Re: [Xen-devel] [PATCH v3 02/18] x86emul: support most memory accessing MMX/SSE{, 2, 3} insns



>>> On 20.02.17 at 19:40, <andrew.cooper3@xxxxxxxxxx> wrote:
> On 20/02/17 14:52, Jan Beulich wrote:
>>>>> On 20.02.17 at 14:45, <andrew.cooper3@xxxxxxxxxx> wrote:
>>> On 15/02/17 11:07, Jan Beulich wrote:
>>>> --- a/xen/arch/x86/x86_emulate/x86_emulate.c
>>>> +++ b/xen/arch/x86/x86_emulate/x86_emulate.c
>>>> @@ -45,6 +45,8 @@
>>>>  #define ModRM       (1<<6)
>>>>  /* Destination is only written; never read. */
>>>>  #define Mov         (1<<7)
>>>> +/* VEX/EVEX (SIMD only): 2nd source operand unused (must be all ones) */
>>>> +#define TwoOp       Mov
>>> Is this safe?  It looks overloaded to me.  The Mov behaviour is still
>>> applicable even with TwoOp VEX/EVEX encodings.
>> It is safe. Mov only really matters for instructions writing to memory,
>> and there's no read-modify-write instruction in the entire SIMD set
>> afaict.
> 
> On the meaning of Mov alone, can we please state the intended meaning
> more clearly, and pro-actively remove misuses?
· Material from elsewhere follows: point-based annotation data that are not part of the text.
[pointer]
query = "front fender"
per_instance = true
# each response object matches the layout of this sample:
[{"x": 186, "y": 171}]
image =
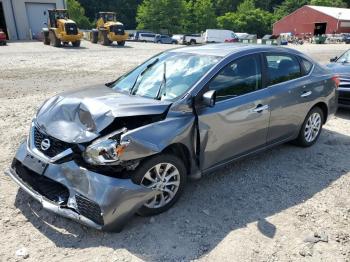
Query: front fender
[{"x": 154, "y": 138}]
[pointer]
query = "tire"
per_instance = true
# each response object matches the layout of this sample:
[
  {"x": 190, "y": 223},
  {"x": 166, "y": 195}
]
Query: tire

I'm having difficulty with both parts - could you give an example for
each?

> We currently have 21 masks; you are adding a 22nd here, and a 23rd in a
> later patch.  For 8 bits worth of space, this shows how overloaded the
> encoding is.

There aren't that many _masks_, quite a few of the values you
refer to are actually values to compare against after masking.
Overloading prior to this patch is - afaict - limited to SrcEax/DstEax
(aliasing *Reg) and SrcImplicit/DstImplicit (aliasing *None).

> As for TwoOp, it still collides for DstMem instructions.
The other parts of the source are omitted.